12 Nisan 2018 14:29:35
15 Nisan'da yapılacak olan Ereğli Ticaret ve Sanayi Odası Organ Seçimlerinin Başkan Adaylarından Arslan Keleş, ekibiyle birlikte basın toplantısı düzenledi.
Keleşler Park Otel'de düzenlenen basın toplantısında konuşan TSO Başkan Adayı Arslan Keleş, sayılı günler kalan TSO seçimleriyle ilgili son mesajları vermek üzere toplantı düzenlediklerini ifade etti.
Keleş, "Seçime sayılı günler kaldı. Uzun bir süredir gündemi meşgul eden Ticaret ve Sanayi Odası organ seçimleri bu Pazar günü yapılacak. Artık heyecanın sandığa yansımasının sonucunu göreceğiz. Gerçekten güzel bir süreç oldu. Bugün sizlerle birlikte olarak hem bu geçmiş olduğumuz yolculukta geçirmiş olduğumuz tecrübelerimizi ve bu süreçle ilgili düşüncelerimizi paylaşmak için buradayız.

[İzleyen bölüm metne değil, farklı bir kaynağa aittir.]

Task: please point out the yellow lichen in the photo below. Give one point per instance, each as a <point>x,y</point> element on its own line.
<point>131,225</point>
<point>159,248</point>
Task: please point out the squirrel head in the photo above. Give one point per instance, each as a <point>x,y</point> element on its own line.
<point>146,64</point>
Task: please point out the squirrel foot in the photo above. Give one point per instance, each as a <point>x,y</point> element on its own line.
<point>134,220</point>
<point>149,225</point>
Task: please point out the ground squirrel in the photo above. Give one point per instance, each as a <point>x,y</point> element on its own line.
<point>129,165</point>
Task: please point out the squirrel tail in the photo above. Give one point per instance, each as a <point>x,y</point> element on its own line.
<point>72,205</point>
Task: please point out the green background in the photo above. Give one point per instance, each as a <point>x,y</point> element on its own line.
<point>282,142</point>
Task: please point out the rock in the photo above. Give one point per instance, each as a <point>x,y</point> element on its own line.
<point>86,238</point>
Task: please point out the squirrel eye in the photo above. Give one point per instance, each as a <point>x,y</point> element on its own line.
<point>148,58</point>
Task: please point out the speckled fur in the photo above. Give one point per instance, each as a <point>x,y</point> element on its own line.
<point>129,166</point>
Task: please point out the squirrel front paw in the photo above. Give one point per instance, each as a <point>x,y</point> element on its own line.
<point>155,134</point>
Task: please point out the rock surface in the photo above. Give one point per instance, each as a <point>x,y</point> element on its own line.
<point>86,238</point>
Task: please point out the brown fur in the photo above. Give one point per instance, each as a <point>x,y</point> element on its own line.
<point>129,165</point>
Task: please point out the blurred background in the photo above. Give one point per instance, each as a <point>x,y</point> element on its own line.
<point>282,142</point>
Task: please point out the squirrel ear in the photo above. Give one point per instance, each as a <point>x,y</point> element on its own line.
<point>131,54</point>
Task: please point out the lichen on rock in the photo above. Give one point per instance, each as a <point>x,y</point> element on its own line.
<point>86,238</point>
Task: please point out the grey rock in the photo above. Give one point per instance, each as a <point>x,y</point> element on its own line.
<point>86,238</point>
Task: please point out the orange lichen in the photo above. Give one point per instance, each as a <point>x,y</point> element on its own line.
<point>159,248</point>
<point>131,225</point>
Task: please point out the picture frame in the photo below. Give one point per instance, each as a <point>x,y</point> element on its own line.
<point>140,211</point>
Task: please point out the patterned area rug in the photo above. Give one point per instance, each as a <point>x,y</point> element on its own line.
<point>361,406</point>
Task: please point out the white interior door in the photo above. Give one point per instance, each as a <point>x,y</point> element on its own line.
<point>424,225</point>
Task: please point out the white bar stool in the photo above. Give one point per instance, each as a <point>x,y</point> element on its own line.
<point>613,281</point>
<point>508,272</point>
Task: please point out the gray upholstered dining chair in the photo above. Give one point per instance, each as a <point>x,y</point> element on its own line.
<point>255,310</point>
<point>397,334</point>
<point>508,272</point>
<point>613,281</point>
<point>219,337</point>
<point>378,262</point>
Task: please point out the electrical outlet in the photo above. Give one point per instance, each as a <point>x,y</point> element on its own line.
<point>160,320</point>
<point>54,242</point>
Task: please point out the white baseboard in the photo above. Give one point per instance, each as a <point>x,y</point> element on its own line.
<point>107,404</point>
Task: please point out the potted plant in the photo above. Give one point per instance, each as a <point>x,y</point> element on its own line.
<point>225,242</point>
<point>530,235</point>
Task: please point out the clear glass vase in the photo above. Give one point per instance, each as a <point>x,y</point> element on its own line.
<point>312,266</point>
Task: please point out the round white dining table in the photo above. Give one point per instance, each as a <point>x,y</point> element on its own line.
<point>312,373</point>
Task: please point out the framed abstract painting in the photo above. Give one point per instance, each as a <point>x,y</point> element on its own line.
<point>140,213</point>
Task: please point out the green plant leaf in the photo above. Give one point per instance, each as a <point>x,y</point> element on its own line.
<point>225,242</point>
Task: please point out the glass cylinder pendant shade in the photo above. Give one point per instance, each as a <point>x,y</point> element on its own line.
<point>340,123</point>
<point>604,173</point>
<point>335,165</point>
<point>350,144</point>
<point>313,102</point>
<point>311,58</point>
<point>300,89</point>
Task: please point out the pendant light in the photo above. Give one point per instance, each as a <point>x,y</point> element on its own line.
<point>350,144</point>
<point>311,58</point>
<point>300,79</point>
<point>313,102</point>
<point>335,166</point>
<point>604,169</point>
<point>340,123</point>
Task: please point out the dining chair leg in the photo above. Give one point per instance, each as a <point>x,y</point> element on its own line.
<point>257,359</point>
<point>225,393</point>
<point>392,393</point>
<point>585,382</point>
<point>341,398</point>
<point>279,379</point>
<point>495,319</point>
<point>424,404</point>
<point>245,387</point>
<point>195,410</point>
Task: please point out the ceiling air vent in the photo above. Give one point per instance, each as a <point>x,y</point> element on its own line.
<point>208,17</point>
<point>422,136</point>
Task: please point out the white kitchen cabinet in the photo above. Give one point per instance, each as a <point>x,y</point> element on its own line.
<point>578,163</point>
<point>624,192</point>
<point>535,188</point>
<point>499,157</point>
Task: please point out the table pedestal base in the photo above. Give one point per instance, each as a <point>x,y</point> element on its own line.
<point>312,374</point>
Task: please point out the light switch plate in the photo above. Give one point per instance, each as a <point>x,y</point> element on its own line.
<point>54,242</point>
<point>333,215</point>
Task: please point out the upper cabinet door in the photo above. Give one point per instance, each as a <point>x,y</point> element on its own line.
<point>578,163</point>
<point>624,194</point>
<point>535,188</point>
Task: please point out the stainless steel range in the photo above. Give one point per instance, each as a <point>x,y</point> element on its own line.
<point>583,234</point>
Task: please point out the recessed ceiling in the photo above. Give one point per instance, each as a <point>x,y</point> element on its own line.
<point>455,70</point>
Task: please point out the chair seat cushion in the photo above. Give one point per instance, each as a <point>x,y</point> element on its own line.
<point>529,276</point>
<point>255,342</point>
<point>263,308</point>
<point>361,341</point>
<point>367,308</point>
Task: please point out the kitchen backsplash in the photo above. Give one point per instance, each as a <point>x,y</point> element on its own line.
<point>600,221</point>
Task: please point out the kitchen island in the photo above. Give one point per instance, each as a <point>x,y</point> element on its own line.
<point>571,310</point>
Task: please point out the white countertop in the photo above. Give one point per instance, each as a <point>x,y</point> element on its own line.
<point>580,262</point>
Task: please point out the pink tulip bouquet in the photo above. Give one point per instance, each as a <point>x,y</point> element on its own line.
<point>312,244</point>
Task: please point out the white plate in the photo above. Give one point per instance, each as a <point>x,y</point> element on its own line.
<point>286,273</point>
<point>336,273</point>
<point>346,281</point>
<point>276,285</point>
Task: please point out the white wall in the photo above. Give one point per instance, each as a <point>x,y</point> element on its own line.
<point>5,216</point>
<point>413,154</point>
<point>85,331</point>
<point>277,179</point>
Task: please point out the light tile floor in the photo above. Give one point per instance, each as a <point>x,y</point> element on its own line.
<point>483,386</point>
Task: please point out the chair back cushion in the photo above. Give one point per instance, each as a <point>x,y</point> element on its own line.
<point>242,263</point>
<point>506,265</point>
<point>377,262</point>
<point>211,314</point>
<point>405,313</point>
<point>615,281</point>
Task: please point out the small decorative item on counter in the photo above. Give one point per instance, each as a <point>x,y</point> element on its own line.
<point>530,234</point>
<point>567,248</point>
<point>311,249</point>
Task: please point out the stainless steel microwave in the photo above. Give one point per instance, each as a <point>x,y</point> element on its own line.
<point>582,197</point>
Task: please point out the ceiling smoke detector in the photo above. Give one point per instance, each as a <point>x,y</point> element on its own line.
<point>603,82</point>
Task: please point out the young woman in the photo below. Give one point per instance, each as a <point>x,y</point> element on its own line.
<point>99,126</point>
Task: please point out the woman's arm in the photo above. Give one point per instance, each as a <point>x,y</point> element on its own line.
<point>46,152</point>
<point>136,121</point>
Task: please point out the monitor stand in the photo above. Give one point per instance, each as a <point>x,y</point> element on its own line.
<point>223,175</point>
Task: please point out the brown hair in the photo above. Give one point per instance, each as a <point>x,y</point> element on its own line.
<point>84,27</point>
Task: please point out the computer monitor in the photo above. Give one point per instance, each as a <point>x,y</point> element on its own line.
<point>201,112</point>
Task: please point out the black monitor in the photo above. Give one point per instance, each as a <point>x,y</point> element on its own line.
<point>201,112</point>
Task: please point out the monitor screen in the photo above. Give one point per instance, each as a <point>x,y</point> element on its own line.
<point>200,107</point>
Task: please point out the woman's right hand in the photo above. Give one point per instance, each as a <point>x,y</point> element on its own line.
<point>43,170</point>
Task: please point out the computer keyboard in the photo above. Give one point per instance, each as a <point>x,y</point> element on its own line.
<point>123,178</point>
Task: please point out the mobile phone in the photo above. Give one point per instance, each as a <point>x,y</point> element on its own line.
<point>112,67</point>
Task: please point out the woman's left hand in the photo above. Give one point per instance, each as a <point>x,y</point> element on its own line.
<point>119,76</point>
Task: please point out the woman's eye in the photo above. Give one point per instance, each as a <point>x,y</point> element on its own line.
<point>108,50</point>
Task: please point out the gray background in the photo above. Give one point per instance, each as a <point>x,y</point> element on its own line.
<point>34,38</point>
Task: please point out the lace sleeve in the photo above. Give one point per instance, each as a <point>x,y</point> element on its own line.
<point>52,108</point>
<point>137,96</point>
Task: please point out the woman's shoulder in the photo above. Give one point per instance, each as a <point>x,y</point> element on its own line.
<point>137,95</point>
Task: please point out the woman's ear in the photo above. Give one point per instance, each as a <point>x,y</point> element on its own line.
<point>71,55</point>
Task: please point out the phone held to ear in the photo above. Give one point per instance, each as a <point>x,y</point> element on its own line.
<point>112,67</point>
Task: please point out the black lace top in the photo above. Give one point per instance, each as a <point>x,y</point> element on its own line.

Ve son mesajlarımızı vermek için sizlerle birlikteyiz" dedi.
Pazar günü yapılacak olan seçimlerin TSO seçimleri olduğunu hatırlatan Keleş, bu seçimin yerel ve genel seçimlerle karıştırılmaması gerektiğini vurguladı.

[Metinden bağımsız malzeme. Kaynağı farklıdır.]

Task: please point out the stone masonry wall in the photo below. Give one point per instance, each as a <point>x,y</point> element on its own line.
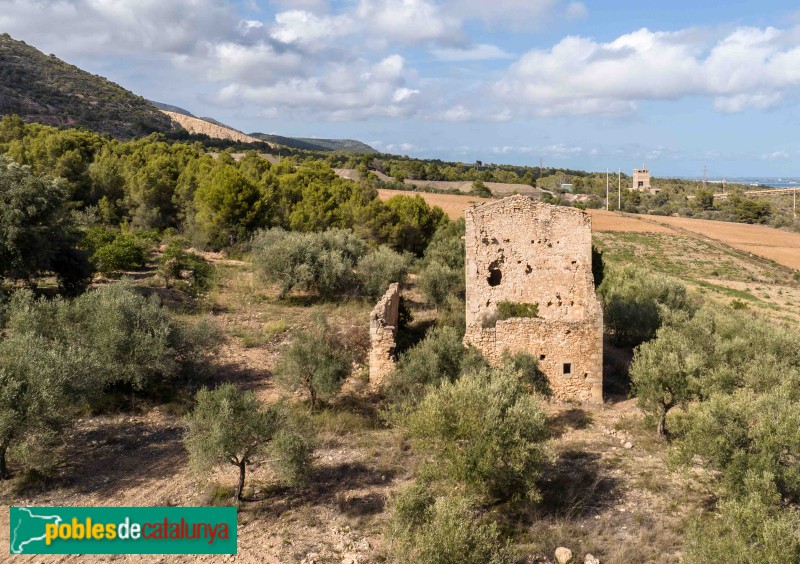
<point>382,333</point>
<point>526,252</point>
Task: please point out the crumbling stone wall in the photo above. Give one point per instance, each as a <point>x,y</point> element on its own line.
<point>522,251</point>
<point>382,333</point>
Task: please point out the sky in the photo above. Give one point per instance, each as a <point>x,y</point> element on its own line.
<point>587,85</point>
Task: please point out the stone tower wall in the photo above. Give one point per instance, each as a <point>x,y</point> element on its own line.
<point>382,334</point>
<point>525,252</point>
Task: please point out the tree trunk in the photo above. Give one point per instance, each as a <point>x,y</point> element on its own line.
<point>4,475</point>
<point>662,423</point>
<point>240,487</point>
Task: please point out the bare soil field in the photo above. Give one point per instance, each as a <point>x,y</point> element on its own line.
<point>781,246</point>
<point>452,204</point>
<point>497,188</point>
<point>774,244</point>
<point>609,490</point>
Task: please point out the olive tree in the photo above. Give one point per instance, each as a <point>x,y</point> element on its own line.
<point>485,431</point>
<point>36,232</point>
<point>39,384</point>
<point>664,374</point>
<point>315,362</point>
<point>229,425</point>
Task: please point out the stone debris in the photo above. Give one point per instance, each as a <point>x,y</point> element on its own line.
<point>382,334</point>
<point>563,555</point>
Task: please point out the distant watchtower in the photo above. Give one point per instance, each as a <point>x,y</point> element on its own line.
<point>641,178</point>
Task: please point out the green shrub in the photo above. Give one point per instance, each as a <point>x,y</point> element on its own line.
<point>37,235</point>
<point>229,425</point>
<point>637,303</point>
<point>741,433</point>
<point>440,356</point>
<point>507,310</point>
<point>439,282</point>
<point>315,362</point>
<point>320,262</point>
<point>447,530</point>
<point>125,252</point>
<point>381,267</point>
<point>484,431</point>
<point>453,314</point>
<point>527,367</point>
<point>753,528</point>
<point>196,273</point>
<point>664,374</point>
<point>447,245</point>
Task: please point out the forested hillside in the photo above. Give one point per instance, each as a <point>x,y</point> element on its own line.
<point>45,89</point>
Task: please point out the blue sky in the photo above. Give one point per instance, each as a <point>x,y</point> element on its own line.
<point>678,85</point>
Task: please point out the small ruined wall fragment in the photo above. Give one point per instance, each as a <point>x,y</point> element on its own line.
<point>382,334</point>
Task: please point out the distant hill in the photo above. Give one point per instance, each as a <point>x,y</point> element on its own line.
<point>213,129</point>
<point>171,108</point>
<point>311,144</point>
<point>45,89</point>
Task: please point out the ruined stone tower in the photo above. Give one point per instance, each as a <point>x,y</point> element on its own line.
<point>521,253</point>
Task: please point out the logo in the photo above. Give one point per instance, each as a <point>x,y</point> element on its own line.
<point>122,530</point>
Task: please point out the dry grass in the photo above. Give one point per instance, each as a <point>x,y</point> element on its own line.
<point>622,505</point>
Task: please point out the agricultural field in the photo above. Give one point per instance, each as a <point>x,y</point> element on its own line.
<point>608,489</point>
<point>782,247</point>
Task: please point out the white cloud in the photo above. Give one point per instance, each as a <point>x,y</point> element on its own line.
<point>775,156</point>
<point>116,26</point>
<point>298,26</point>
<point>340,92</point>
<point>479,52</point>
<point>409,21</point>
<point>749,68</point>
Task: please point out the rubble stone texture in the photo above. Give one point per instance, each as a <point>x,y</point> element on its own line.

Ereğli TSO Başkan Adayı Arslan Keleş, seçim süreci çalışmalarında kimseye duymak istediği hikayeleri anlatmadıklarını belirterek, " Öncelikle Pazartesi günü akşamı yapmış olduğumuz yemekli toplantımıza iştirak eden yaklaşık 650-700 kişilik esnaf, bu şehirde yaşayan ticaret yapan, basın mensuplarına, sivil toplum kuruluşlarının başkanlarına ayrı ayrı teşekkür etmek istiyorum. Gerçekten o gün yalnız bırakmayarak çok güzel bir olaya ev sahipliği yaptılar. Ereğli'de değişimin başlangıç işaret fişeğini o gün orda attılar. Ordan almış olduğumuz enerjiyle ve güçle bu seçimlerden beklediğimiz sonucu alacağımıza olan inancımız artmış vaziyette. Bugün o toplantımızdan bahsettik, bu seçim sürecinde işler maalesef biraz karıştı, anlamakta güçlük çekiyoruz. Bir belediye başkanlığı seçimi, bir milletvekilliği seçimi, ve hatta hatta Cumhurbaşkanlığı seçimine kadar iç boyut biranda değişti, ne olduğu belirsiz bir hal aldı. Bu Ticaret ve Sanayi Odası organ seçimleri ve Ereğli'nin en güçlü ve en büyük sivil toplum kuruluşunun seçimi. Aslında özetle böyle fakat bir anda iş çok farklı boyutlara geldi. Biz orda da şöyle söyledik. Bizde boş laf, boş vaat yok. Ben ve arkadaşlarım verdiği her sözü tutan, tutmak için mücadele eden, elinden gelen her şeyin en iyisini yapmaya çalışan bir kadro, bir birliktelik. Hiçbir zaman ben şunu yapacağım, ben böyle yapacağım, şu şekilde yapacağım diye bir şey söylemedik. Biz orda vizyonumuzu ve misyonumuzu ortaya koyduk. Birlikte neleri yapabileceğimizi, neyi nasıl yapabileceğimizi anlatmaya çalıştık. Kimseye duymak istediği hikayeleri anlatmadık. Bakın; Ereğli'nin şöyle geçmiş tarihine baktığımız zaman siyaset seçimlerine baktığınız zaman ortada vaatler var, projeler var, o var bu var ama bir seçim sonrasına geldiğiniz zaman bir değerlendirmeye geldiğiniz zaman 5 sene sonra geliyor insanların aklına bu değerlendirme. 5 yıl sonunda baktığınız zaman bu projelerinin hiçbir tanesinin hayata geçmediğini görüyorsunuz. Böyle kulağa hoş gelecek şeyler söylemek değil de, doğruyu nasıl yapacağımızı söylemek çok daha etkili olacaktır. Bizim anlayışımız, bizim yönetim şeklimiz budur. Kimseyi kandırmak üzere değil, gerçekleri bir durum tesbiti yaparak gerçekleri göz önüne serip, buna göre çalışma yapmak gerekir"şeklinde konuştu.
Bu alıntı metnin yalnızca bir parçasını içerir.